The best ABM programs are powered by the best account intelligence. Data depth, buying committee coverage, and continuous maintenance separate successful programs from those that struggle.

Ready to Build Better ABM Data?

We’ve helped hundreds of companies build and maintain high-quality account data for their ABM programs. Whether you’re just starting with account-based marketing or looking to improve an existing program, we can help you get the account intelligence you need.
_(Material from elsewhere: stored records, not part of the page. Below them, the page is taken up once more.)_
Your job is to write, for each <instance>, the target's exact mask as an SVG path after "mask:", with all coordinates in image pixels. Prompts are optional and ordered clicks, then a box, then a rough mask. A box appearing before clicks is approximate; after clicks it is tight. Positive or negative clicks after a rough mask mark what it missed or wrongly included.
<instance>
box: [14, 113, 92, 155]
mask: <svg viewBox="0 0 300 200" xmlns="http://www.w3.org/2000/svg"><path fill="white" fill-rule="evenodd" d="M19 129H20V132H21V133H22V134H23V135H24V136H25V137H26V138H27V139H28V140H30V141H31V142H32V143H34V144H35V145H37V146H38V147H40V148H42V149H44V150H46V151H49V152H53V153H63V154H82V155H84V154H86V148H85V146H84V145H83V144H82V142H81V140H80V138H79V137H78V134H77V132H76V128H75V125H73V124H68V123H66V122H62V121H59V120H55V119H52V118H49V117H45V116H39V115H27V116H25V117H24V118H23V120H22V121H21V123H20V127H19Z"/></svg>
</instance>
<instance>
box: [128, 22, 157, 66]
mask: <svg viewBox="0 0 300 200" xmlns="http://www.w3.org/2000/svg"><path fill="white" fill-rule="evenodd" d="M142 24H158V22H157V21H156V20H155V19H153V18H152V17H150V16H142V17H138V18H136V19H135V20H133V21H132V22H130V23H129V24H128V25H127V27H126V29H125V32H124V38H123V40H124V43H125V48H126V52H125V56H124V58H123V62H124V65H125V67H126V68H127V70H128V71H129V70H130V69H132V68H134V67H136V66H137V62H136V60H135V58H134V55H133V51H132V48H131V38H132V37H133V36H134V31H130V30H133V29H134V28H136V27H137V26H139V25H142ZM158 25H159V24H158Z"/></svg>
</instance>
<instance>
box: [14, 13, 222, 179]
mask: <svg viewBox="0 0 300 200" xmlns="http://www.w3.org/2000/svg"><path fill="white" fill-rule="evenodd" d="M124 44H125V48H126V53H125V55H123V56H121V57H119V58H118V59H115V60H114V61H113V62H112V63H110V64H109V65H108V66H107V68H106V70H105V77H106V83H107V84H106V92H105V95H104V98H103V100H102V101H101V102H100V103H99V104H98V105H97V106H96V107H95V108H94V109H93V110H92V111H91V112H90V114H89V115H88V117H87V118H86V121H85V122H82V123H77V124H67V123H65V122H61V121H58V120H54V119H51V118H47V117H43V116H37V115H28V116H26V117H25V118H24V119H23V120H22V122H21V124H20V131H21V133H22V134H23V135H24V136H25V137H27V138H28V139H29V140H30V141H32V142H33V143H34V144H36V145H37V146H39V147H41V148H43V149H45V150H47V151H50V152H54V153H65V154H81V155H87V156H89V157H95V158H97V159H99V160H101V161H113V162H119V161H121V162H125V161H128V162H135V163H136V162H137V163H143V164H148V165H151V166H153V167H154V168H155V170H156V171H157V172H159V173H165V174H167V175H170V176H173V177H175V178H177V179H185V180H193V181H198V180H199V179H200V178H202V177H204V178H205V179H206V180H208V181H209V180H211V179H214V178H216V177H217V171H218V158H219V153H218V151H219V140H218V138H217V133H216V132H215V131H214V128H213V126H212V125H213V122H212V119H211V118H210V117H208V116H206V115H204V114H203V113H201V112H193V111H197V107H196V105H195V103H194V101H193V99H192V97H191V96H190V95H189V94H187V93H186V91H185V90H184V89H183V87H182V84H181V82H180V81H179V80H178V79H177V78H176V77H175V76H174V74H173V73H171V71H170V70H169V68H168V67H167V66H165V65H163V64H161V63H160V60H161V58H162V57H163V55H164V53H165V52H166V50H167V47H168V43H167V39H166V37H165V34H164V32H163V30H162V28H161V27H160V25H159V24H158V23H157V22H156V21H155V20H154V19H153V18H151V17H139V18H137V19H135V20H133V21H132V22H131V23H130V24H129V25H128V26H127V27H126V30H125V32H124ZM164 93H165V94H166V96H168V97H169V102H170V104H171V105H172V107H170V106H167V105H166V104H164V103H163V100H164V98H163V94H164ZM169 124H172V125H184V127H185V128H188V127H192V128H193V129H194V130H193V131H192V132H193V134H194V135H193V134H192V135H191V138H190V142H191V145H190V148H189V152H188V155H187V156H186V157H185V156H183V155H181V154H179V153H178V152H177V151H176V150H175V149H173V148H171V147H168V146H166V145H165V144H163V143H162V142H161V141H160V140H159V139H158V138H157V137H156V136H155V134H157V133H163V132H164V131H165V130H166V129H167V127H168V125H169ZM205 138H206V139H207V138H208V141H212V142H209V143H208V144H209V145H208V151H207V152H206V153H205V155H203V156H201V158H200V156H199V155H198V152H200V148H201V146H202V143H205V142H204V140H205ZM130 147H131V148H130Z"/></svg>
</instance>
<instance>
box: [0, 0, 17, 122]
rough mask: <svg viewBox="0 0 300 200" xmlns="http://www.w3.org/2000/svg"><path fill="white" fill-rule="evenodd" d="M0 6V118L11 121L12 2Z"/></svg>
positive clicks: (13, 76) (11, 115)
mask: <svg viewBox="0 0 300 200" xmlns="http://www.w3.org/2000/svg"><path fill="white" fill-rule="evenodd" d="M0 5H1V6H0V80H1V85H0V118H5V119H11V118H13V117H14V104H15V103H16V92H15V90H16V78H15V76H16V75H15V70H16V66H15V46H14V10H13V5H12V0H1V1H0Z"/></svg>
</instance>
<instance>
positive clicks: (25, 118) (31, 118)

Book a call with our team to discuss your ABM data strategy and how we can help you achieve better coverage, fresher data, and more effective targeting.

Frequently Asked Questions

What data do I need for ABM?

ABM data requirements: Account-level (firmographics, technographics, intent signals), Contact-level (buying committee roles, emails, phones), Engagement data (website visits, content interaction), and Relationship data (connections, history). You need depth per account, not just breadth.

How many contacts per account for ABM?

Target 4-8 contacts per account for effective ABM: 1-2 decision makers, 2-3 influencers, 1-2 champions, 1-2 users. Complex enterprise deals may need 10-15. Coverage across the buying committee is essential—single-threaded deals in ABM often fail.

How do I build an ABM target account list?

Build ABM target lists by: 1) Define ICP criteria (firmographics), 2) Layer technographics and intent, 3) Score and prioritize, 4) Sales input on strategic accounts, 5) Start with 100-500 accounts (manageable). Quality matters more than quantity in ABM.

How do I keep ABM data fresh?

Keep ABM data fresh via: automated enrichment (monthly refresh), intent monitoring (continuous), job change alerts, news tracking, and periodic manual review. ABM accounts deserve higher data maintenance investment—stale data on target accounts costs opportunities.